The art gallery has been dark for more than a year. Paintings of lush Haitian landscapes and dark voodoo ceremonies, priced as high as $20,000, are covered in dust, and the mahogany sculptures, priced at $10,000, are stacked like firewood in the middle of the floor.
The gallery's owner, Johnny Saba, is one of Haiti's wealthy elite, the collection of old families and rich newcomers who backed the coup that toppled the populist president, the Rev. Jean-Bertrand Aristide, on Sept. 30, 1991.As Haiti nears the third anniversary of that coup, his business, like others here, has all but died.
He cannot export the art because of the U.N. embargo, and his local customers, whose own businesses have closed or dwindled to nothing, are not buying.
When American troops landed in Haiti this week to restore Aristide, Saba, like many others among the elite, was not so much angry as relieved.
The elite cheered when Aristide, whose talk of redistributing Haiti's wealth frightened them, was removed from power. But after three years of the slow disintegration of the economy and society as a whole, many rich Haitians will welcome him back if his return will breathe economic life back into the country.
"The people are tired of this situation," Saba said. "The people I talk to were happy to see the U.S. soldiers. We want them. Aristide is not the issue. Aristide is secondary to ending the embargo, and ending the situation we have lived under."
Saba and others of the elite did not go into the streets to welcome the soldiers the way the poor Haitians did.

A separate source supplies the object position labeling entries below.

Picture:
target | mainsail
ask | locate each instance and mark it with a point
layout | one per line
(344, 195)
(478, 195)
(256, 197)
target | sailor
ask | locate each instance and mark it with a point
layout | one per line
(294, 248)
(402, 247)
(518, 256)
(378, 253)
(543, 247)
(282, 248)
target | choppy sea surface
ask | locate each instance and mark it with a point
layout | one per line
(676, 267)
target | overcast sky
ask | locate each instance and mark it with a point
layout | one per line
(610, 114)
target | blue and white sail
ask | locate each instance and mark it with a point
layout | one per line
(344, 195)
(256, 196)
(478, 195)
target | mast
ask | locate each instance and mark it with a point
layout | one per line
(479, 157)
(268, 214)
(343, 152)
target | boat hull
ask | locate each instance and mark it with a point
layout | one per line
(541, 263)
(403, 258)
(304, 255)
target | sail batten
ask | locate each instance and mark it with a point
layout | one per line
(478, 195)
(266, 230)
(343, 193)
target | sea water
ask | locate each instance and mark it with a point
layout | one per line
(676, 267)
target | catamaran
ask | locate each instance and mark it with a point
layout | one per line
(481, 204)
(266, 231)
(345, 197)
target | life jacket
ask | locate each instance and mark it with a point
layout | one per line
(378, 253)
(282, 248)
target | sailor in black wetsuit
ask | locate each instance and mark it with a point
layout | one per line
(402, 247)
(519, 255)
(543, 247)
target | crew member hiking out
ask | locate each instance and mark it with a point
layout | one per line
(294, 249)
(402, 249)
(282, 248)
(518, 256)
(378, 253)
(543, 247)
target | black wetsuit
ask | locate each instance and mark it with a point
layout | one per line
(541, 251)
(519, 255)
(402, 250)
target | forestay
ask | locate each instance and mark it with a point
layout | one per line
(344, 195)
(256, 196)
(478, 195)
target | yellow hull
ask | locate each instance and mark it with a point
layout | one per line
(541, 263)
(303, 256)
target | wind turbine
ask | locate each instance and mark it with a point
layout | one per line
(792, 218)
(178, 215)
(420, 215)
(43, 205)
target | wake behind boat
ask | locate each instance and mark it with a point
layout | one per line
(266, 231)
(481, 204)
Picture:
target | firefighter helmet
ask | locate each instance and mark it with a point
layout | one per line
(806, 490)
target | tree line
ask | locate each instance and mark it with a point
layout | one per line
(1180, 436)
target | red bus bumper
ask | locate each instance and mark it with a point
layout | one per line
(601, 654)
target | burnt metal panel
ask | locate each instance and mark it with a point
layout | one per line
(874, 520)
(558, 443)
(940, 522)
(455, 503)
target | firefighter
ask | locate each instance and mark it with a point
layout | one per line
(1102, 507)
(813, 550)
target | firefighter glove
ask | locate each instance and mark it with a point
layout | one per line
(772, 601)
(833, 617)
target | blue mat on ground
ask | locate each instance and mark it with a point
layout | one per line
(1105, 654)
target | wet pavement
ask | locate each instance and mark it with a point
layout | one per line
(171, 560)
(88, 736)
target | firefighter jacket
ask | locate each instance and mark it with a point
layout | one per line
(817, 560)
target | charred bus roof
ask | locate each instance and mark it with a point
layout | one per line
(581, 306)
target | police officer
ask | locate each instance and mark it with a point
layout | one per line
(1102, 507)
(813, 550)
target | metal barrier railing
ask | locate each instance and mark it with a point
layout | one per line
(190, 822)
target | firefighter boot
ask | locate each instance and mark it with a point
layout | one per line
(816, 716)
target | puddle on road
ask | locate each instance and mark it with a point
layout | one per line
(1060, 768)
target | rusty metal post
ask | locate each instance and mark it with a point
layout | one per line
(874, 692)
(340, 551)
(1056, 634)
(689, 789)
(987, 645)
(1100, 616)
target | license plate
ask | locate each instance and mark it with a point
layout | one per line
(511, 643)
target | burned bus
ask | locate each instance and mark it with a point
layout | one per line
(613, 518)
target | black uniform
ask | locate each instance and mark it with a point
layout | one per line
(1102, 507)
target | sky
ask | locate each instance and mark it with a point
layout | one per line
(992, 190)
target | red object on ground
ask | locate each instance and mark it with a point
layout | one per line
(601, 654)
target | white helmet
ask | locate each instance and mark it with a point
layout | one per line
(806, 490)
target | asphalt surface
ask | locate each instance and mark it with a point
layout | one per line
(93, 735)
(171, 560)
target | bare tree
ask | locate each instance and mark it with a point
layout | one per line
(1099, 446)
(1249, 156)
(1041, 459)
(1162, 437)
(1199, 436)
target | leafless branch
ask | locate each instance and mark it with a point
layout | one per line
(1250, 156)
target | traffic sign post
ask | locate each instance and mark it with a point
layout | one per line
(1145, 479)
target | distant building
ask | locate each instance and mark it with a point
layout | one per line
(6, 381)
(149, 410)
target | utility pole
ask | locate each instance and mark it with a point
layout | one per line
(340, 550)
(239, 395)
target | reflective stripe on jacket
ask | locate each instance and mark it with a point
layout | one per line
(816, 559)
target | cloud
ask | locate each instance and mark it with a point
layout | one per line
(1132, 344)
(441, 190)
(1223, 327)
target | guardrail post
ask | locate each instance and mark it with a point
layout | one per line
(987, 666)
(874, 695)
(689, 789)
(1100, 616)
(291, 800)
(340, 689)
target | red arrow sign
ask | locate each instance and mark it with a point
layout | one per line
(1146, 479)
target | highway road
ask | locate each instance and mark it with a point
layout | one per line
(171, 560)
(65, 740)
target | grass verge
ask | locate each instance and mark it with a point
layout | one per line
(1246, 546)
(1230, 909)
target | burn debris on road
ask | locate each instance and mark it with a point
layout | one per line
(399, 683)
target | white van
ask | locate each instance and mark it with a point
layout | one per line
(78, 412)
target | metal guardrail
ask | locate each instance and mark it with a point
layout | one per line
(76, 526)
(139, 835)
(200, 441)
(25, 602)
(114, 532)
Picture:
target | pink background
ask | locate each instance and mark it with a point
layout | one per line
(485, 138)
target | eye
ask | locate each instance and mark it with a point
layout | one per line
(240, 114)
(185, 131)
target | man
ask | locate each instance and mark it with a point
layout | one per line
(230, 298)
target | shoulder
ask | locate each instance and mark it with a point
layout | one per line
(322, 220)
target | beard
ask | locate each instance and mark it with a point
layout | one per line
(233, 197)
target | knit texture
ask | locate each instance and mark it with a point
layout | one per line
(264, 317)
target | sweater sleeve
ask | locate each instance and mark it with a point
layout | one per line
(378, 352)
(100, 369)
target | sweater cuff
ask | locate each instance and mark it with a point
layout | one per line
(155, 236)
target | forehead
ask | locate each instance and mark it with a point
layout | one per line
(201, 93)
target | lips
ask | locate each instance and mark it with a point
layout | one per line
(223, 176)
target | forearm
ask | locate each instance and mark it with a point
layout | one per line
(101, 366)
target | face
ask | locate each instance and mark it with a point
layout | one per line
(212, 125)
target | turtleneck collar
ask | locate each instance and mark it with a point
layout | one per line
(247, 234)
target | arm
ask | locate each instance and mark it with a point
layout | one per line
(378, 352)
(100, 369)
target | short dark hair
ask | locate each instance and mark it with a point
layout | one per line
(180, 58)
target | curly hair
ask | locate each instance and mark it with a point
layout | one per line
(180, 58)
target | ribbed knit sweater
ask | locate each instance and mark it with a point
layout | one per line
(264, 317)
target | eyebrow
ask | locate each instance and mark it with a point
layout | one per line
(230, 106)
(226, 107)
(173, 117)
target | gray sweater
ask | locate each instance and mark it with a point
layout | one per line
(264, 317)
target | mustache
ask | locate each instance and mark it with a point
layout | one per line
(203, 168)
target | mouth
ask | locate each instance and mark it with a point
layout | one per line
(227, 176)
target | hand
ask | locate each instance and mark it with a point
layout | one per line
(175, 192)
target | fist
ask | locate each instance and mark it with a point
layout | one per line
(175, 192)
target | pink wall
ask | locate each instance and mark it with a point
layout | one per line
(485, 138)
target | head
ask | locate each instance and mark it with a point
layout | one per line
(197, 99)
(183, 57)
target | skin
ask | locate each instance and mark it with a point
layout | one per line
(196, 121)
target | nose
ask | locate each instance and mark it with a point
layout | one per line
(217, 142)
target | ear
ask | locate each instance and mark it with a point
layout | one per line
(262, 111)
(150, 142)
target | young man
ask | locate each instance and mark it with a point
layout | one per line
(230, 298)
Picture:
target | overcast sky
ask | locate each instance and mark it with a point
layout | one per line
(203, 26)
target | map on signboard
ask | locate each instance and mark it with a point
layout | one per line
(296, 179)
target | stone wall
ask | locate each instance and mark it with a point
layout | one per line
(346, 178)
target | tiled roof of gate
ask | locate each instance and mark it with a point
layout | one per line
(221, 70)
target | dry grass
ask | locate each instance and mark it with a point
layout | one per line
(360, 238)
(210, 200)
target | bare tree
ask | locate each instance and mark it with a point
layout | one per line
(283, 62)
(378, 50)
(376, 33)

But all through Pe-tion-ville, a wealthy suburb up the mountain from Port-au-Prince, people talked with enthusiasm about Haiti's future.
"Things could not have gotten much worse," Saba said.
Not everyone is as welcoming as Saba. The richest families, many of them insulated by their huge wealth, could have ridden out an endless embargo, continuing to live in comfort behind high rock walls and armed guards.
Some older families, in particular, are insulted by the presence of the Americans, and they will never accept a government headed by a man elected by the largely illiterate masses.
Aristide, a dark-skinned man, was disregarded by many in the elite, most of whom are lighter-skinned people, what used to be called Creole.
"It was a social thing," said Marie Henritte Roux, a dancer and artist. "It's a superiority complex. Some people would rather have 30,000 U.S. soldiers than one Aristide."